I see it already exists, but that option name looks odd to me. I would
expect it to be --no-inhibit-exec.

>    $ echo $?
>    1
>
>  Any comments or suggestions ?

Is .so a valid extension for both input and output files? So this
can't prevent overwriting those ... but that's probably OK.

>Cheers
>  Nick
>

>diff --git a/ld/ld.texi b/ld/ld.texi
>index cc0a37d44ad..537189dbf21 100644
>--- a/ld/ld.texi
>+++ b/ld/ld.texi
>@@ -994,6 +994,14 @@ Use @var{output} as the name for the program produced by @command{ld}; if this
> option is not specified, the name @file{a.out} is used by default.  The
> script command @code{OUTPUT} can also specify the output file name.
> 
>+Note - the linker will refuse to create an output file if its name
>+matches the name of any of the input files.
>+
>+In addition the linker will refuse to create an output file if it
>+already exists and its name has a file extension that matches a known
>+source file or input file extension.  eg .c or .o.  This behaviour can
>+be suppressed by using the @option{--noinhibit-exec} option.
>+
> @kindex --dependency-file=@var{depfile}
> @cindex dependency file
> @item --dependency-file=@var{depfile}
>@@ -2303,9 +2311,22 @@ archive files.
> @kindex --noinhibit-exec
> @item --noinhibit-exec
> Retain the executable output file whenever it is still usable.
>-Normally, the linker will not produce an output file if it encounters
>-errors during the link process; it exits without writing an output file
>-when it issues any error whatsoever.
>+Normally, the linker will only produce an output file if no errors
>+occurred during the linking process.  This option tells the linker to
>+produce the output file if at all possible, even if there were errors.
>+
>+Note - the output file is always deleted before it is written to.
>+This happens even if there are errors during the linking process.
>+This is done in order to prevent a user from running an old executable
>+thinking that it is the result of the latest invocation of the linker.

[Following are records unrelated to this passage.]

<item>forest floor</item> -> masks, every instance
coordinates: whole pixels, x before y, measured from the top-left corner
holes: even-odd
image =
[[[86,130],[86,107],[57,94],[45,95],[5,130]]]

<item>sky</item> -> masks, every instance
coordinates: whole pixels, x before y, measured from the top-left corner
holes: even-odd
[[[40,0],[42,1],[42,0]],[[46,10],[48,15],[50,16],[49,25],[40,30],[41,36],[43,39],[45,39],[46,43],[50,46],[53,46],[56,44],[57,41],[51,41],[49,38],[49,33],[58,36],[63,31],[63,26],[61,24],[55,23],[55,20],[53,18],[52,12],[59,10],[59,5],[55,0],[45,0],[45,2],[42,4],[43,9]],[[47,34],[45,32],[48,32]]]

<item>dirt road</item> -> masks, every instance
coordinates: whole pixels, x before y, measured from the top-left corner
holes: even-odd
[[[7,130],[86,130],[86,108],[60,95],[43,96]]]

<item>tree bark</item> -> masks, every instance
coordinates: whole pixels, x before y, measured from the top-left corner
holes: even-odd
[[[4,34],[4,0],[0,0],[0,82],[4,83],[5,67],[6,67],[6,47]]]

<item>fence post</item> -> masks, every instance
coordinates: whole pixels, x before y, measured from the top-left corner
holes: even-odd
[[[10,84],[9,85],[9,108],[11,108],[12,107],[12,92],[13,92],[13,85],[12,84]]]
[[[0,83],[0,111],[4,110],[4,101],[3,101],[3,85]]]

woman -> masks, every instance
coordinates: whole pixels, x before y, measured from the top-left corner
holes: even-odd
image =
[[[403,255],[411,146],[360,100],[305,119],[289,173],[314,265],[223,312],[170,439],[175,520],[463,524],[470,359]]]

Ah, I see - that's a reasonable rationale for always removing it. But
that guarantee already doesn't hold with other linkers, and now
doesn't hold without --noinhibit-exec, right?

That is, if you are a strange person who wants to use foo.ld output
file, and you don't use --noinhibit-exec then the linker could exit,
and the output file won't have been changed so could be the old
version. So the new default behaviour seems to conflict with the
desire to always remove the output, even if an error occurs.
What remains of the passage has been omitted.